The Phoenix Suns are one of the best stories of the NBA playoffs. This team is full of exciting young players like Devin Booker, DeAndre Ayton, and Mikal Bridges, and they’re led by Chris Paul, one of the best point guards of his generation. The biggest knock on Paul is that he’s never had postseason success, yet here he is, one win away from leading this Suns team to the Western Conference Finals.
This postseason run may just earn Paul a huge new contract.
Even as the playoffs go on, it seems Paul has made up his mind that he’s going to forgo the final year on his deal and opt out of his player option. According to Bleacher Report, Paul “intends to decline” his $44.2 million option and look for a deal. That deal could be worth as much as $100 million over three years.

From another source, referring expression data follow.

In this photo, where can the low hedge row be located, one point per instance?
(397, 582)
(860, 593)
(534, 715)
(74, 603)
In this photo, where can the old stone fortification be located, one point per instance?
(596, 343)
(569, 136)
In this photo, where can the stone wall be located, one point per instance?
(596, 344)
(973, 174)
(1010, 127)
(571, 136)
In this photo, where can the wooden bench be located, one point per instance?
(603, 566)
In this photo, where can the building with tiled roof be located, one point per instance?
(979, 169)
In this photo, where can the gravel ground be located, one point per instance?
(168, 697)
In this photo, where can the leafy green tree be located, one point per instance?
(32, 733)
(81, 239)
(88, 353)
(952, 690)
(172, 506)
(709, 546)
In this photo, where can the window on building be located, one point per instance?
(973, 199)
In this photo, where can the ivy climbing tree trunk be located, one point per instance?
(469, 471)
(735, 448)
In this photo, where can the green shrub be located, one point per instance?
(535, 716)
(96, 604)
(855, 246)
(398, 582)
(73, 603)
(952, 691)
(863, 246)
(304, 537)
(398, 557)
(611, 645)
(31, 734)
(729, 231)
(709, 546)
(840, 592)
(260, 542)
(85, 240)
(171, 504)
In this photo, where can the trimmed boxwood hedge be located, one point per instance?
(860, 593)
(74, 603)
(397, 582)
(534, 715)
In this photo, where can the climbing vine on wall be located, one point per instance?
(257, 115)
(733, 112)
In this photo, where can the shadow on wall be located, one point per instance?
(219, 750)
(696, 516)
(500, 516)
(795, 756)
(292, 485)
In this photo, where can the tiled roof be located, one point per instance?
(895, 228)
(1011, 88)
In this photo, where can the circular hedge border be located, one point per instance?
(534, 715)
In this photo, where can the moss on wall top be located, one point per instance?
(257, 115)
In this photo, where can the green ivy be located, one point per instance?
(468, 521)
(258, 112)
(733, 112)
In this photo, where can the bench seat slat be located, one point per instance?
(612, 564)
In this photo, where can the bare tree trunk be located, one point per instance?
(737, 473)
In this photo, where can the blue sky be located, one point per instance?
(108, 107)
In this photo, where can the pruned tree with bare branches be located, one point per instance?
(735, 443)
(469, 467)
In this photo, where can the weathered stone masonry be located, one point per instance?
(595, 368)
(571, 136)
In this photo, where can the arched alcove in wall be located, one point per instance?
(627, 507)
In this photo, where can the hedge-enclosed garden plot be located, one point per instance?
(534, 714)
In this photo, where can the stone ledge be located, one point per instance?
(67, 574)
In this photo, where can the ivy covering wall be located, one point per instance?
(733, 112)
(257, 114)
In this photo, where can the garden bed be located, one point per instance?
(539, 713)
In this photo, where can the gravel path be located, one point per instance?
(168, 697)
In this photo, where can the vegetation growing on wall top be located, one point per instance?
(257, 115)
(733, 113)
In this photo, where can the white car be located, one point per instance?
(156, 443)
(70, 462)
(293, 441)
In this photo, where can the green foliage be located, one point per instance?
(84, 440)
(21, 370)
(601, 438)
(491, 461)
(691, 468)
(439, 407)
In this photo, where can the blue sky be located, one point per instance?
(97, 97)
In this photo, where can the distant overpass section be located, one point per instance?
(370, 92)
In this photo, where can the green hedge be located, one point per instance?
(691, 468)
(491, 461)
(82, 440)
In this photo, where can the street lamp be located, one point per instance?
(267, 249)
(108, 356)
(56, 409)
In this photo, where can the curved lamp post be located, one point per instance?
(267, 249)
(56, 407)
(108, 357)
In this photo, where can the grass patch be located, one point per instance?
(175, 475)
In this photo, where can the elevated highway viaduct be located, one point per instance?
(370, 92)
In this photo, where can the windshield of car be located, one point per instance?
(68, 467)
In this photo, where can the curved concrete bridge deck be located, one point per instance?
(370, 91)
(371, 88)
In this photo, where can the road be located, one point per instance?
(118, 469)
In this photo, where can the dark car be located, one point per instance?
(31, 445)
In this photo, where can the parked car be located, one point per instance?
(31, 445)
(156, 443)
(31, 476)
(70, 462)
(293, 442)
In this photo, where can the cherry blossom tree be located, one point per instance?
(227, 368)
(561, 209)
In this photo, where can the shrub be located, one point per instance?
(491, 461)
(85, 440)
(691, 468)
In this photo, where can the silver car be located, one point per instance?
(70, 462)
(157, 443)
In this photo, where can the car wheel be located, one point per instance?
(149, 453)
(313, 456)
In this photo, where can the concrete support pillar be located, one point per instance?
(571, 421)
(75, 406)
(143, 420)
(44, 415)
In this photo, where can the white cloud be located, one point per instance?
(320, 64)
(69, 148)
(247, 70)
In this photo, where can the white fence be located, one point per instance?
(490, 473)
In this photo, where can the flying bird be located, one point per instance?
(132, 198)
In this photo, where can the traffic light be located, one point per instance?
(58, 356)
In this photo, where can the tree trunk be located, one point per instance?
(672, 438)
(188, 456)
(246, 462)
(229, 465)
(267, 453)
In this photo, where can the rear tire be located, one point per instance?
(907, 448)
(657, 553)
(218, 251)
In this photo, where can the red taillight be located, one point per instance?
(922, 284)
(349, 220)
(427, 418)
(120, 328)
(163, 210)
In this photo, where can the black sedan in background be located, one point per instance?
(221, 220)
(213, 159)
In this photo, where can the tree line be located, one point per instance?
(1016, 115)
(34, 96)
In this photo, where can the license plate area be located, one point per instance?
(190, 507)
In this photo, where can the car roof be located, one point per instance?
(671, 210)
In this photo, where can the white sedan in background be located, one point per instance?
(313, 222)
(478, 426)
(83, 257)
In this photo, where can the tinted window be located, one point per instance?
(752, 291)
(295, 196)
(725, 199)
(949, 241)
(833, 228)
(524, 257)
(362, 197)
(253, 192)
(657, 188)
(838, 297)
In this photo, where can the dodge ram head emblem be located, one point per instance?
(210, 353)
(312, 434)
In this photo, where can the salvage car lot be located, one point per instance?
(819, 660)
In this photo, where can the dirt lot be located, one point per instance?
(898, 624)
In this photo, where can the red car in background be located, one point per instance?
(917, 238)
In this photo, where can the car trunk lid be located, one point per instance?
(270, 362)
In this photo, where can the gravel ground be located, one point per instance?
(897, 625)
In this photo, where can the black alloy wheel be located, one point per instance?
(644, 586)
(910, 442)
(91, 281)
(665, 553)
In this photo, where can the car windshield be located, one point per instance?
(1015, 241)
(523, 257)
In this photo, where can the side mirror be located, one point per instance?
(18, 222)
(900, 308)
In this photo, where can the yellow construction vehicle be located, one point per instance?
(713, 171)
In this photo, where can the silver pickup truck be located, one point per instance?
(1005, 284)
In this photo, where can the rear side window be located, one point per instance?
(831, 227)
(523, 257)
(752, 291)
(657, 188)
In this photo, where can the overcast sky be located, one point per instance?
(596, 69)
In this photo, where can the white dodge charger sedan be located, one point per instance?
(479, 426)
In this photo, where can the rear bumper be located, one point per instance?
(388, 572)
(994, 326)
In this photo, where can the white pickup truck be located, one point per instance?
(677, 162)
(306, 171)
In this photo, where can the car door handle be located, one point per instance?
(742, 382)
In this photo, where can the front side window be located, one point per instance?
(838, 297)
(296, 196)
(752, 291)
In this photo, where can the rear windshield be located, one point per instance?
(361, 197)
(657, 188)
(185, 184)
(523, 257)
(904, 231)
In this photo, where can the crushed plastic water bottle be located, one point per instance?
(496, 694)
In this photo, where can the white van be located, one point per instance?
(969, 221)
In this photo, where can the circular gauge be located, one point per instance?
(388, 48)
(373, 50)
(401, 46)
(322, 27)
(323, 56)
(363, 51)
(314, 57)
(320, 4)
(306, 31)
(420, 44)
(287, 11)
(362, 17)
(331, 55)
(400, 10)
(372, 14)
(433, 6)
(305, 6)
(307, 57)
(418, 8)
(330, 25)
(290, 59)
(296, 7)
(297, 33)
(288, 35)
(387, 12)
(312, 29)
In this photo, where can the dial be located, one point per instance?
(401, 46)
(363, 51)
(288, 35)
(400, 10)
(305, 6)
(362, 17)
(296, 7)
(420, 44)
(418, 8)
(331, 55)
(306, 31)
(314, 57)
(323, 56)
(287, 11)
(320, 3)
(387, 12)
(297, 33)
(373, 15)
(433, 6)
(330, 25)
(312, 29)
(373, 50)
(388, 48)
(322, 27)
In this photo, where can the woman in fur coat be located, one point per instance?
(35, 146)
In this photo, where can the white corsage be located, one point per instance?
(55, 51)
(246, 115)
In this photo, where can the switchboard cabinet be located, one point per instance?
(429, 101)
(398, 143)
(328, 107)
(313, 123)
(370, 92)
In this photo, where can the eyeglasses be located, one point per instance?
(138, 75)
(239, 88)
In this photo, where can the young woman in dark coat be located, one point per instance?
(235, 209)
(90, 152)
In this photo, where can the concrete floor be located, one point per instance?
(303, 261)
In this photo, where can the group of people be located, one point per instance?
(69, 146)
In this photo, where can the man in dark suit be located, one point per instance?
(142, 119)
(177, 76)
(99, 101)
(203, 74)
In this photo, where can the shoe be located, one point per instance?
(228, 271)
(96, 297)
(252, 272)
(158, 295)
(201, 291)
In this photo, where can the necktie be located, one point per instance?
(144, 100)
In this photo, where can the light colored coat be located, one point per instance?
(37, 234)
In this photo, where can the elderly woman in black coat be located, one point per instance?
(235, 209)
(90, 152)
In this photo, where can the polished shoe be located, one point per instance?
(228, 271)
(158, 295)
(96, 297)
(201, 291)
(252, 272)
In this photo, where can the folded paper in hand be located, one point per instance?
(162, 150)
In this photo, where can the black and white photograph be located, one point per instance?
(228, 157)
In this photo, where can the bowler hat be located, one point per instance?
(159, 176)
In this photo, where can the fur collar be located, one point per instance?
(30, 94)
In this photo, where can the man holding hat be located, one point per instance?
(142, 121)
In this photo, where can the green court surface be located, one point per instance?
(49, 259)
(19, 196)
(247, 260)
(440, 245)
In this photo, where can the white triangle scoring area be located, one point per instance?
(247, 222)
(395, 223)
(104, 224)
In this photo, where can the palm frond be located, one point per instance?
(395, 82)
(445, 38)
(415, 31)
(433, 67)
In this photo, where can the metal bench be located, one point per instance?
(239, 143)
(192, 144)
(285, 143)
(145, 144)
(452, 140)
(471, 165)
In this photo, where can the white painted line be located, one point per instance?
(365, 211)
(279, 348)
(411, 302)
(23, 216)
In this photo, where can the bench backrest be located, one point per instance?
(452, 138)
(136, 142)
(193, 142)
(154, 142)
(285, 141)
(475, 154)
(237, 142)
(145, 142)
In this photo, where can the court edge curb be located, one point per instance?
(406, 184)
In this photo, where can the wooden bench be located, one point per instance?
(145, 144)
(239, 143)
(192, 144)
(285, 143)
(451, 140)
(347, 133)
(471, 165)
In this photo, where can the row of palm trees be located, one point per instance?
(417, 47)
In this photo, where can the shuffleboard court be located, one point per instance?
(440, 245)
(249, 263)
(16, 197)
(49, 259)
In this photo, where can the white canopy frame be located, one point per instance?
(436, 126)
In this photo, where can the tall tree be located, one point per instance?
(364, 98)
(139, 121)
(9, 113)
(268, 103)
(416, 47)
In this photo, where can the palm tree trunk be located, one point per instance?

In essence, Paul is betting on himself. And it will likely pay off in a big way.
After the 2018 season, Paul looked like he was done. He could barely make it through the season for the Houston Rockets and seemed like he had nothing left in the tank. But a trade to the Oklahoma City Thunder rejuvenated his career. Paul led the Thunder to the playoffs in 2020 and nearly pulled off a playoff series victory over his former Rockets team.
The Suns acquired Paul just before the start of this season and he’s looked nearly flawless in leading the young roster to the brink of the Western Conference Finals. In the first three games of this current series against Denver, he’s averaged 21.7 points per game while dishing out 34 assists and committing only three turnovers.
He’s peaking at just the right time. And if he declines his options, he’ll have plenty of suitors. Of course, the Suns would want to keep Paul, especially if he leads them to the NBA Finals or a championship. But a team like the New York Knicks would be a fit, too — Paul’s former agent Leon Rose is now the Knicks’ team president.
The length of Paul’s postseason run may factor into his next contract, too. If the Suns make the Western Conference Finals but then flame out, Paul’s next contract may not be nearly as valuable. And with his injury history — he’s currently nursing a shoulder injury — and age — he turned 36 last month — Paul may have a deal more in the $60 million range over three years.
Still, he knows it’s likely his last chance for a big contract. It’s a rare day when turning down $44.2 million could be considered a smart move. For Paul, it looks like it’s his best decision.